State Route 189 is an urban arterial that connects Interstate 19 to the border with Mexico on the west side of Nogales. The road is part of the western bypass for through traffic around Nogales, which is a border town and includes Nogales, Arizona and Nogales, Sonora, Mexico. State Route 189 joins the Carretera Federal 15D on the border that leads to Hermosillo.
State Route 189 was created in 1956 as a link between I-19 and US 89 in Nogales. In 1974 the route was modified into the current bypass of Nogales. The Nogales-Mariposa Port of Entry border crossing was inaugurated the previous year so that through traffic did not have to pass through the centers of Nogales. All freight traffic now has to use this border crossing instead of the old route through the center. The border crossing was expanded considerably between 2010 and 2014. To accommodate the increased freight traffic, the connection between SR-189 and I-19 is planned for flyovers in 2020-2022.
10,000 vehicles use the border crossing every day.
State Route 195 in Arizona
State Route 195 is a state route in the U.S. state of Arizona. The road runs from San Luis to the east side of Yuma in the far southwest of the state. The road is 36 kilometers long.
State Route 195 begins in the border town of San Luis on US 95, just 1 kilometer from the border with Mexico. From San Luis the road is first a single carriageway for 8 kilometers through the flat desert, after that it is a 2×2 divided highway. It’s practically a freeway between the few intersections. The road leads well east of the town of Yuma, through the Sonoran Desert. There are only two intersections over 20 miles. The road ends in eastern Yuma at a junction with Interstate 8.

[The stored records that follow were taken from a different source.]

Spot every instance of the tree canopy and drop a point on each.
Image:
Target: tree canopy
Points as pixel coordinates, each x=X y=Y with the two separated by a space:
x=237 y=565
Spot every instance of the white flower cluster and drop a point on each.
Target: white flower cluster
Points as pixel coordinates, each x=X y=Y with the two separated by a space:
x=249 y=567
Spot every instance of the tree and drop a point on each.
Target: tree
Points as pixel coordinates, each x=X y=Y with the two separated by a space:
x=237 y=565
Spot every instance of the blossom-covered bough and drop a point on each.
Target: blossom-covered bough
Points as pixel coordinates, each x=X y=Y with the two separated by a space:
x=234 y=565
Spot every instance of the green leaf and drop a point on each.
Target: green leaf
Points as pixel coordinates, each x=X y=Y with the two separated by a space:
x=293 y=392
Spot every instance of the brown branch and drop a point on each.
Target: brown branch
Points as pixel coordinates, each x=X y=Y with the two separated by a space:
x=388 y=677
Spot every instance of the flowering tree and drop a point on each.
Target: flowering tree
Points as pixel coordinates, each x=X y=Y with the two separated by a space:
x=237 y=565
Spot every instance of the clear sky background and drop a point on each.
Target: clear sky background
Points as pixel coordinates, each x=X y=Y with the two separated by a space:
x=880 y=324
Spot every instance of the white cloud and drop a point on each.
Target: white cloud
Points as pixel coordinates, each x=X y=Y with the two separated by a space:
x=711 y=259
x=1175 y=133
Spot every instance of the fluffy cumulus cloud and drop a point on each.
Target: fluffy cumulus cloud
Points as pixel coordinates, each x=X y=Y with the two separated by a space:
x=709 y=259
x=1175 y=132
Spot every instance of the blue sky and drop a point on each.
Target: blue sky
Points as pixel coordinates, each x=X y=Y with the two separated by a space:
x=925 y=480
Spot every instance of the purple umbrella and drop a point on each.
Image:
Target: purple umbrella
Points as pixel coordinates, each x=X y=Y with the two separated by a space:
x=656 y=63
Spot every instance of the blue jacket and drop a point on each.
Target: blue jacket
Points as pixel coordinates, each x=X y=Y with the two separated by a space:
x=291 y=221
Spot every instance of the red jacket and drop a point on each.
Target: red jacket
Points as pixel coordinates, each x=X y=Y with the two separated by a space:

State Route 195 was built to relieve the city of Yuma from through freight traffic to the border with Mexico. Originally there was only a single lane road from San Luis to the prison in the desert. Most of State Route 195 opened to traffic on September 4, 2009.
The road is largely a 2×2 divided highway. In fact, the largest part has been constructed in such a way that a freeway can be made without major adjustments. The intersections with Avenue B and County 14th Street are prepared for overpasses in the median strip.
Every day, 5,000 to 7,000 vehicles travel most of State Route 195, peaking at 21,000 when it connects with I-8.